As we step into 2026, La Niña’s cooling effects mark a sharp contrast to the record-high temperatures driven by El Niño at this time last year.
Yet, with each passing year, the stakes of climate change rise, as we increasingly find ourselves living the future we were once warned about. When it was signed, the Paris Agreement was a landmark in environmental diplomacy, yet, 10 years later, it means almost nothing in the climate fight.
However, not all hope is lost as the International Energy Agency (IEA) expects renewable sources of energy to make up 36% of the world’s power, higher than coal’s contribution of 32%. This was attributed to hydropower, being the world’s largest source of renewable electricity, coupled with solar and wind energy’s growing demand in the last few years.
Nonetheless, science has given us the opportunity for a new source of sustainable energy, one that seems almost impossible, but has proven laudable for its astounding mechanics: nuclear fusion.
China’s artificial Sun
Inside China’s Institute of Plasma Physics in Hefei, lies the Experimental Advanced Superconducting Tokamak (EAST), otherwise dubbed as the ‘artificial Sun’. This hefty piece of technology was built for the sole reason to prove that nuclear fusion could be steady and sustainable, whereas previous reactors only proved that fusion was possible.
The way EAST works is that deuterium, which can be obtained from seawater, is pumped into a doughnut-shaped vacuum chamber. Then scientists hit it with massive amounts of energy, to turn gas into plasma, which is essentially a soup of charged particles.

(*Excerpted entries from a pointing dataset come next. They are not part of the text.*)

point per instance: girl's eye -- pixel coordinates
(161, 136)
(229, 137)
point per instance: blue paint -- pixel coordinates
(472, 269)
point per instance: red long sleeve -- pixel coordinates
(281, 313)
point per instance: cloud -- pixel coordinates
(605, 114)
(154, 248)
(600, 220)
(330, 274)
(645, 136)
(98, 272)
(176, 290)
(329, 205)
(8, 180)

In future commercial use, the heat produced would be used to boil water, create steam and spin a turbine to generate electricity.
One issue that has persisted throughout global fusion reactor development is the Greenwald Limit which caps how much fuel a reactor can hold. Since higher density is required to produce more energy, this limit prevents reactors from reaching ignition.
Ignition is essentially the point where the reaction becomes self-sustaining, generating enough of its own heat to stay running without external power. Without it, the reactor consumes more energy than it produces. However, with it, fusion becomes a viable, ceaseless power source.
So, for about 38 years, this limit acted as an unbreakable ceiling, until EAST raised the eyebrows of skeptics.
The breakthrough
On January 1, expected working on EAST published a study wherein they revealed that the tokamak had successfully operated outside the limit, which they called the ‘density-free regime’.
In fact, they exceeded expectations as the reactor’s plasma had remained perfectly stable with the density reaching 1.3 to 1.65 times the theoretical limit. This breakthrough means that it is very much possible to achieve stable plasma with higher density, leading to more energy being generated from the reactor.
This breakthrough was built upon its previous one, wherein the reactor managed to maintain a steady-state, high-confinement plasma for 1,066 seconds – about 17 minutes and 46 seconds. This more than doubled the previous record of 403 seconds. Moreover, the plasma was held at over 100 million degrees Celsius; in context the Sun is only 15 million degrees Celsius.